While the situation with Chromebooks is different (Chrome OS is the same across all Chromebooks regardless of the device manufacturer), I could see Google perhaps doing a bit more of the collaborative hardware projects in the future. While I think Google is more than capable of building and shipping great hardware, perhaps collaborative efforts could make for better long-term support and easier supply chains. Let’s face it, Google’s laptop-making chops are child’s play in comparison to Lenovo. The two companies partnered quite closely on the Lenovo Chromebook Duet, so perhaps Google felt it was time to leverage the relationship to try something a bit different with their own take on the next Chromebook.
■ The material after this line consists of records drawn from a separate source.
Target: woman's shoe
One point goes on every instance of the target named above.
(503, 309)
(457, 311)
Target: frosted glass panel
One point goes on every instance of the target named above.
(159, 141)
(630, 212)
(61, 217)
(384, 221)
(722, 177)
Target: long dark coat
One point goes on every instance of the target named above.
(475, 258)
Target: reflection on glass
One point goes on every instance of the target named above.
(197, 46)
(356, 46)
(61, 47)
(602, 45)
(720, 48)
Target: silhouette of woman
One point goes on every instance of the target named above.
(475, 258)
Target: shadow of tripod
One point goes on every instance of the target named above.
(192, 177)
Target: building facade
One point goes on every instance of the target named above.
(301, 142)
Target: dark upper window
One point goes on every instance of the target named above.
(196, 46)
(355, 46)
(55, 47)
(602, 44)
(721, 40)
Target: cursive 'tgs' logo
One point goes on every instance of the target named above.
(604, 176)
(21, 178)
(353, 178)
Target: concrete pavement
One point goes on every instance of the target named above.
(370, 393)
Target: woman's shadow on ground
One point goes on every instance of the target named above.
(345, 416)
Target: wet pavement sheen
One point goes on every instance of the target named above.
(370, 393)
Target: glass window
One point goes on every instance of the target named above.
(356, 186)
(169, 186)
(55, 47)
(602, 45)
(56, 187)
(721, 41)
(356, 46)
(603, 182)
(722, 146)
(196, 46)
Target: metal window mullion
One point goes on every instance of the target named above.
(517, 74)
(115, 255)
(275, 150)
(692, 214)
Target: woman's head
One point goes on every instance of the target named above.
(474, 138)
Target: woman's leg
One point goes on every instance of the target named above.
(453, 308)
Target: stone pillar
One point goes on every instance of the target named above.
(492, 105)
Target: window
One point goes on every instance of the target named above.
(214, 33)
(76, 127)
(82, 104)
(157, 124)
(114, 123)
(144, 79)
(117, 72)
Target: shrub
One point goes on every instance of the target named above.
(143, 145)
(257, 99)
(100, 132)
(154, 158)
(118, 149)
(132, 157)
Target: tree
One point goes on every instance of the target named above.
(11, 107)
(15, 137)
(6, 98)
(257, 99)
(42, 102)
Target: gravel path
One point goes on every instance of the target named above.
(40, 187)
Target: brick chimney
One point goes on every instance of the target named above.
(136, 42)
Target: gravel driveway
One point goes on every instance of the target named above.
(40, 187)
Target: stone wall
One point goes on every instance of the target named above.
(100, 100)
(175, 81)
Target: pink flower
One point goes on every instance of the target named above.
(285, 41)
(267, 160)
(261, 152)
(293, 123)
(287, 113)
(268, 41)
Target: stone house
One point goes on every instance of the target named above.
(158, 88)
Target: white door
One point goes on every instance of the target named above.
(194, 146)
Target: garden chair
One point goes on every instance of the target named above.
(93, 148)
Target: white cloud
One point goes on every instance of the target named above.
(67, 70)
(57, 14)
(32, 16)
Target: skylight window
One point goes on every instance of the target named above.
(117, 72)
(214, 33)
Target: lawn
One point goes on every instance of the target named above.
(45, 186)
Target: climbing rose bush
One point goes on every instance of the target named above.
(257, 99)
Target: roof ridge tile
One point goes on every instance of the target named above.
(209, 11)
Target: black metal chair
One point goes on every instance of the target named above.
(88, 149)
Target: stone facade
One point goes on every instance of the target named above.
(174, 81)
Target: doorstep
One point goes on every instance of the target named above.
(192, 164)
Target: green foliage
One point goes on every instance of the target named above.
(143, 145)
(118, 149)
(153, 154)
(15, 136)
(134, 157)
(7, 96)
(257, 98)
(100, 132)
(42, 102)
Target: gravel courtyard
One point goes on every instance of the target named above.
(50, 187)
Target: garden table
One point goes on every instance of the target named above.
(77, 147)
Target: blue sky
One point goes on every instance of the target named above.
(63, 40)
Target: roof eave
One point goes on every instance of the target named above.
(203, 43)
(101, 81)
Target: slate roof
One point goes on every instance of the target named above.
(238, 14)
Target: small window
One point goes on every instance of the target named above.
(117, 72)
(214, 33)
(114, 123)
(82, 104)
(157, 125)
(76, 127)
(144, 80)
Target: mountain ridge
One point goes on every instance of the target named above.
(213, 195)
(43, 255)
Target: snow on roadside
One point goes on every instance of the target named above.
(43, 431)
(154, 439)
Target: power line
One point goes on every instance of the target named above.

For now, it’s the only theory that makes any sense at all. Again, we know ‘Lindar’ has the lightbar, we know that lightbars only come on Google-y Chromebooks, and we know that LCFC only makes Lenovo-branded stuff. Allowing ourselves to think that LCFC will just start making and shipping a new Pixelbook with no Lenovo naming feels short-sighted. To think that Google would drop their iconic lightbar on a random Chromebook seems equally ignorant. So, the only thing we can make heads-or-tails of at this point is a collaboration between the two, and I have no idea what shape that will take. What would it be called? What branding will be used? Will there be others? There’s so much up in the air, but the possibilities are exciting and I’m very hopeful that these questions are answered at a fall event where we expect to see the new Pixel 6 and more. Until then, we’ll just keep on digging.